Atuante no setor químico, a empresa faz uso da esfera a qual está inserida para exemplificar seu interesse em cuidar da sua força de trabalho com a filosofia corporativa: “Falta um componente na tabela periódica: o componente humano”, afirma Ribeiro. Se depender deles, não faltará mais.
Já a Cia Vale do Rio Doce investe em um modelo para tratar de forma integrada os recursos pessoais de saúde, ambiente físico de trabalho e psicossocial. Por isso, a companhia vem trabalhando com o programa Saúde Integrada Vale, com o objetivo abordar essas questões nos pilares de saúde ocupacional, assistencial e saúde da comunidade. Entre as iniciativas elaboradas pela empresa, as mais importantes são cuidados com os dependentes, flexibilidade no trabalho, suporte financeiro, descanso remunerado e não remunerado, envolvimento com a comunidade, mudança da cultura organizacional, saúde e bem- estar.
Dificuldades no processo
O gerente de saúde corporativa da empresa da Cia Vale do Rio Doce, Fernando Coelho Neto, afirma que um dos principais desafios no processo de promoção e prevenção de saúde é a mensuração de dados. Isso porque empresas de grande porte possuem diferentes formas de aplicação das iniciativas. Sendo assim, não há como estabelecer um número padrão para os resultados obtidos nas campanhas.
Ribeiro aponta que o principal desafio pelo qual a Dow passou foi a quebra de paradigmas, uma vez que seria necessário lidar com um grupo resistente que já havia tentando parar de fumar anteriormente. No entanto, o executivo valoriza a criatividade e acreditar que tudo é possível como motivador.
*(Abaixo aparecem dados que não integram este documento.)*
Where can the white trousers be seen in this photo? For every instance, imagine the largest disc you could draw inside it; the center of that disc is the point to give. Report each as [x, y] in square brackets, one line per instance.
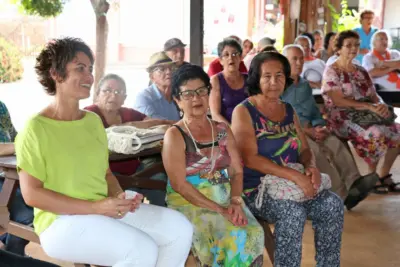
[151, 236]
Além de vontade, para um projeto como esse prosperar, é preciso fazer investimentos. E, como se sabe, durante muito tempo as iniciativas relacionadas à saúde dentro das empresas foram vistas como algo supérfluo. Logo é possível que os gestores do departamento financeiro limitem o orçamento dos projetos.
Para Rosa, da ABRH, esse posicionamento é um reflexo da percepção que ainda norteia algumas empresas que veem a saúde como benefício quando, na verdade, ela precisa ser encarada como um valor. Dados da Associação Brasileira de Medicina de Grupo (Abramge) mostram que os custos com planos de saúde empresarial são o segundo maior gasto na folha de pagamento. Os gestores que não quiserem continuar alimentando essa estatística devem mudar a maneira de pensar.